What I Want You to Know is a series of reader submissions. It is an attempt to allow people to tell their personal stories, in the hopes of bringing greater compassion to the unique issues each of us face. If you would like to submit a story to this series, click here.  Today’s guest post is by Nicole.

The decision to host Ma (pronounced like the month of May) was mostly mine, so the responsibility for her and her care, I determined, was mostly mine as well. My husband tried to help, but she initially wanted nothing to do with him. My two girls helped when they could by entertaining her with music and dancing, or simply with cuddles. But for several months, I shouldered much of the responsibility myself. I researched her home country, Ivory Coast, Africa, and cancer, specifically retinoblastoma, a relatively rare eye cancer. I learned about absolute neutrophil counts, Carboplatin, Etopiside, Vincristine, and Zofran. I received training on how to care for a Broviac catheter, a prosthetic eye, and hearing aids. I started to feel overwhelmed!

With each doctor appointment, I felt closer and closer to the end of my rope. I became numb to any positive emotions, while my negative emotions were slowly consuming my life one day at a time. I feared that Ma would die here in the States and never be able to return to her eagerly-awaiting family. I felt guilty for not feeling more affection for such a sick child. I wondered if I ever could since she isn’t of my own flesh and blood. With that, I felt ashamed. I was jealous of the freedom and time that my friends had that I didn’t. I was resentful that Ma wouldn’t sleep well. I was angry at the lost time she caused me from my own family. And as a woman who liked to uphold a reputation for having it all together, I was embarrassed that it was all falling apart. I was just not feeling any of the positive emotions that everyone kept assuring me I should because of the “amazing goodwill of our family.” With each comment, You’re doing such a wonderful thing!, I felt more and more embittered.

I hid most of this pretty well from people. But what I want you to know is that being a medical missions host-mom is hard. Like on the order of the hardest thing I’ve ever done. The length of time, the uncertainty and the severity of Ma’s disease are all contributing factors. We went in cycles at our house. About two weeks after each monthly systemic chemotherapy treatment, Ma hit a low and was all but inconsolable … day and night. A dark cloud settled over the house. With each round of chemo, the depth and breadth of her lows were deeper and longer. When we would come out of each storm, the crying will still ring in our ears for several more days. We would jump and cringe with any sound that remotely resembled Ma’s cry.

As you can imagine, this caused some upheaval in the house. We felt terrible because she felt terrible. We tried to help in any way we could, but failed. At a year and a half old, she could not communicate how she felt or what she needed, so we were helpless to her. Tempers started to run short. Homework didn’t get finished correctly. Errands were not run. The house was a mess. Baths were fewer and far between. Food became more unhealthy. And many things just got pushed to the side.

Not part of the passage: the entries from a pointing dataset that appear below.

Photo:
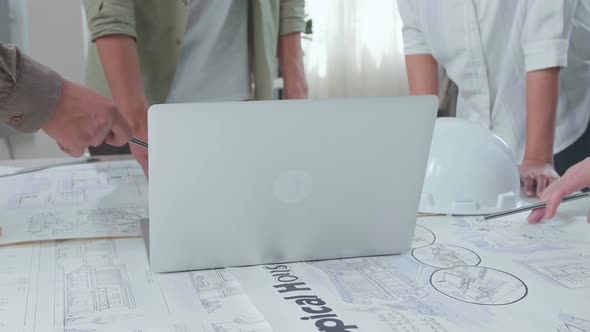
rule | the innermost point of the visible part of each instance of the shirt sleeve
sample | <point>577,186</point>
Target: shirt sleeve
<point>29,91</point>
<point>414,40</point>
<point>110,17</point>
<point>292,16</point>
<point>546,33</point>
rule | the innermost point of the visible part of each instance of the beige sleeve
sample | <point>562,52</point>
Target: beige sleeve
<point>29,91</point>
<point>292,16</point>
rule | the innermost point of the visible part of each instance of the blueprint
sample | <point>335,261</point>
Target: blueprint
<point>461,275</point>
<point>79,201</point>
<point>82,269</point>
<point>106,285</point>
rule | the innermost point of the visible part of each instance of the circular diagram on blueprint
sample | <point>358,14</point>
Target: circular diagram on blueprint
<point>445,255</point>
<point>479,285</point>
<point>423,237</point>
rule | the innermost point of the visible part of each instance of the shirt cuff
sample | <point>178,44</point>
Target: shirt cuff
<point>110,18</point>
<point>33,97</point>
<point>545,54</point>
<point>414,43</point>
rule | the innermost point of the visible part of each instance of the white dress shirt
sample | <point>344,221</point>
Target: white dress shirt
<point>213,64</point>
<point>487,47</point>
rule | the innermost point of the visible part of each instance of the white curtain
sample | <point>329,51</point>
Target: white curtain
<point>356,49</point>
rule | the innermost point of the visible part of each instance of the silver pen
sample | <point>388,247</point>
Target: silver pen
<point>533,206</point>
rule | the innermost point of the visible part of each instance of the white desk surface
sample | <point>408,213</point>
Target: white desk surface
<point>462,275</point>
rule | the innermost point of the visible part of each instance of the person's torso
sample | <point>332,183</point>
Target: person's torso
<point>213,64</point>
<point>478,42</point>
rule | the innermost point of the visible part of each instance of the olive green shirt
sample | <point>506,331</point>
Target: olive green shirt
<point>29,91</point>
<point>158,27</point>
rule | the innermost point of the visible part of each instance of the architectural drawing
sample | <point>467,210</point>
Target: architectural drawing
<point>508,235</point>
<point>365,280</point>
<point>568,272</point>
<point>573,324</point>
<point>243,323</point>
<point>479,285</point>
<point>110,184</point>
<point>445,255</point>
<point>99,222</point>
<point>398,321</point>
<point>423,237</point>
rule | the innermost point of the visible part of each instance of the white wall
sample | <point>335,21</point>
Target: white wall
<point>56,40</point>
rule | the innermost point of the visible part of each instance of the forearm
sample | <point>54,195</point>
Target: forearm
<point>29,91</point>
<point>541,106</point>
<point>422,71</point>
<point>120,63</point>
<point>291,62</point>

At some point in time, I realized that along the way I had made myself into a martyr. Not the innocent kind we like to read about in stories, but the selfish, undesirable kind we all try to avoid. I had isolated myself in a box with all my negativity. I knew I needed to emerge, but I wasn’t so sure how. So, I continued to live life, but rather than remaining in the dark, I began to peek through the opening in the box. I fed. I rocked. I read. I dressed. I tucked. I drove. I played. I cooked. I paid. I just plain lived life. And as I lived life, love happened. A seed was planted somewhere between a smile after a hug and a look of relief after a diaper change. The seed began to grow and flourish. I learned about a love that happens – not one that is expected, like to parents, siblings and children – but one actually not dissimilar to that of your spouse.

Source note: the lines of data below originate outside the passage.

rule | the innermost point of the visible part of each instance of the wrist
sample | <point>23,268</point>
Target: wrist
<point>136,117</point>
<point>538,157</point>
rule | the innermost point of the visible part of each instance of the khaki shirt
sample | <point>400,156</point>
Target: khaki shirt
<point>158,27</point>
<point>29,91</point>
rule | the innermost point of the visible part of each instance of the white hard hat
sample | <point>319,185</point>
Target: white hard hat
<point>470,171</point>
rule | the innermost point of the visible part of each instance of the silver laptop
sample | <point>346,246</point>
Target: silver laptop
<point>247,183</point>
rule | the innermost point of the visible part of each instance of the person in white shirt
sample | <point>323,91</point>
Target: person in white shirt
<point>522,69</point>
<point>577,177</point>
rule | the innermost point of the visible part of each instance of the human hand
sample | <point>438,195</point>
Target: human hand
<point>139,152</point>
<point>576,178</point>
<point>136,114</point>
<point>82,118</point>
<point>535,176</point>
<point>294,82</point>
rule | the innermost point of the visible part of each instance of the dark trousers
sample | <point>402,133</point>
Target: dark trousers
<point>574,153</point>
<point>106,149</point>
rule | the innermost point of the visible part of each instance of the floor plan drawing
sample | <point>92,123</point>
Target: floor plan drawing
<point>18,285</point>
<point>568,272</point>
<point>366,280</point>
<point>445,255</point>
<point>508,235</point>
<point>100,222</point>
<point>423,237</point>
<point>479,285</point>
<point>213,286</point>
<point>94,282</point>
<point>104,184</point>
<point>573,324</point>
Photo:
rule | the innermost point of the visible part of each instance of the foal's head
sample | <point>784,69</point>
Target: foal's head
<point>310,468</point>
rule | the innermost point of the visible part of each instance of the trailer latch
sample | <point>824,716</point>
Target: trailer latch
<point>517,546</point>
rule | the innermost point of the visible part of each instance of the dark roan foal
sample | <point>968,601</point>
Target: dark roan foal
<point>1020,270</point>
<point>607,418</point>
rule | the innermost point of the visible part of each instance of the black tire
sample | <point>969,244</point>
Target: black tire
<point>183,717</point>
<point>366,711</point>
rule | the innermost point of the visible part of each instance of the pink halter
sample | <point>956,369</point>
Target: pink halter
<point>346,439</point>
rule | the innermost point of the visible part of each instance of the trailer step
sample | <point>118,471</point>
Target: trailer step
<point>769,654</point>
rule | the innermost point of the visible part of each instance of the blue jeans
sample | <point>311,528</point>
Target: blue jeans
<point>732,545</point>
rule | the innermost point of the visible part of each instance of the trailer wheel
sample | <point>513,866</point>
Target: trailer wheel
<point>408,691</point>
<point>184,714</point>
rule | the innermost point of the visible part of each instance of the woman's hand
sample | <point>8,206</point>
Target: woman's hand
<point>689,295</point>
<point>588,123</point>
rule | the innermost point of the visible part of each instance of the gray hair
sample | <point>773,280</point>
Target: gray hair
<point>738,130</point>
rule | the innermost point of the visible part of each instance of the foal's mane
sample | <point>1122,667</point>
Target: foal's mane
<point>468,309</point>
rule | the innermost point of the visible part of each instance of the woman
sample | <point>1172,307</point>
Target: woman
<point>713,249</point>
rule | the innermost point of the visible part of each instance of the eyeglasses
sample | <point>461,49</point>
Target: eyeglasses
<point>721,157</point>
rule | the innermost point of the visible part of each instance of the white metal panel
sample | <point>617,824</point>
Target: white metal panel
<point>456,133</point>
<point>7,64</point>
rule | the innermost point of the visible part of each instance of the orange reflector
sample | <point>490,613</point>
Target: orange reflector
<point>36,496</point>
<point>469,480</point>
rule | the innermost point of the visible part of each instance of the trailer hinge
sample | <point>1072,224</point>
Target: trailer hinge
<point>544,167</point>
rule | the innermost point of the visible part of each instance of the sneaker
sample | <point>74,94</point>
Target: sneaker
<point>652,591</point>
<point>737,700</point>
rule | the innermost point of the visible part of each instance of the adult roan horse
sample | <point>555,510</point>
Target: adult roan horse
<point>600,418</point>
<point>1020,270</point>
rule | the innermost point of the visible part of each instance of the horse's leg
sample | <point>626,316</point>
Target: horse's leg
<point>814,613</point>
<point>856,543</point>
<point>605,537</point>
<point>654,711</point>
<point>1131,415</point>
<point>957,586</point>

I want you to know that love is more than a feeling, it’s also a choice. I chose this girl to be in my life. For better or worse. For richer, for poorer. In sickness and in health. I chose to do this, and I had to choose love. Even in the “worse”, “poorer”, and “sickness” times. Even if those times far outweighed the “better”, “richer” and “health” times.

Making this choice isn’t always easy. I began to share my struggles with others and allowed them to help me. I no longer played the part of the martyr, but instead became the recipient of others’ love, support and care. What I want you to know is that you should never go it alone. Someone is out there who can identify with your struggles. If not, someone else is out there who wants nothing more than to understand them. So let them. I have committed that I will let them too. Lord knows I will need these people when Ma and I have to say goodbye!